One policy solution to address the worker shortage, which NRF has long urged Congress to pursue, is the advancement of workable legal immigration policies that replenish the labor pool. NRF continues to support increasing the number of visas available for both low-skilled and high-skilled workers. Too many immigration bills in Congress include burdensome employer reporting and enforcement requirements. NRF supports immigration solutions that increase legal immigration without the requirements that make it legally perilous for employers to utilize the program. That includes providing permanent legal protections to “Dreamers,” individuals who entered the country as children without proper documentation.

China competition bill

After months of negotiations around a China competition bill, it appears Congress will move forward with the slimmed-down CHIPS-Plus bill instead of a larger joint package. This is unfortunately a missed opportunity to address a number of competition issues, including online marketplace transparency and trade policies that would provide economic relief.

The House-passed America COMPETES Act – included the INFORM Consumers Act, which would provide clarity to consumers when shopping online by requiring marketplaces to verify the identity of high-volume third-party sellers and make identification and contact information of those sellers accessible to consumers.

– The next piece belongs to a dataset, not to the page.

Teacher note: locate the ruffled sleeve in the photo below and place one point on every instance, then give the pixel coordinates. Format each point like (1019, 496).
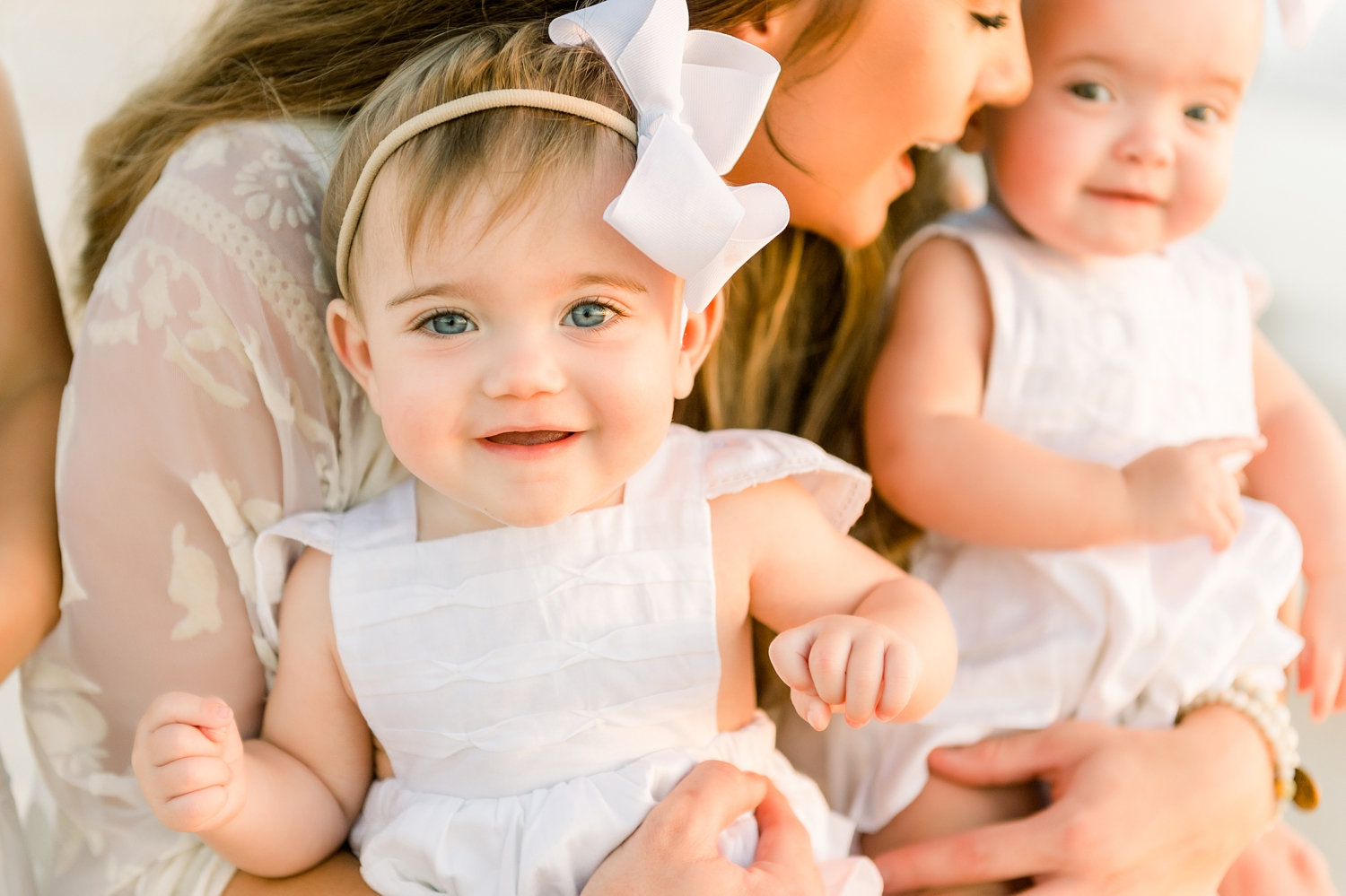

This information would also help law enforcement combat the rising incidence of organized retail crime.

In the Senate, the U.S. Innovation and Competition Act (USICA) contained a trade title with a number of key provisions, most notably, the creation of a fair and transparent Section 301 tariff exclusion process that would help alleviate the economic pressures American businesses and consumers are facing due to inflation. In addition, the Generalized System of Preferences (GSP) program and the Miscellaneous Tariff Bill (MTB) would have been reauthorized under the trade title. The two programs provide duty-relief on thousands of goods and expands product sourcing options.

Reconciliation

The Senate has renewed discussions around a limited reconciliation package. Although what is being negotiated is considerably slimmed down from the original $2 trillion package, it is critical that an increase to the corporate tax rate is not included.

The 21 percent corporate tax rate has allowed retailers to reinvest in key areas of their business, including workforces, stores and new innovative capabilities to match shifting consumer trends. An increase to the corporate tax rate would severely impact retailers already dealing with inflation and labor shortages.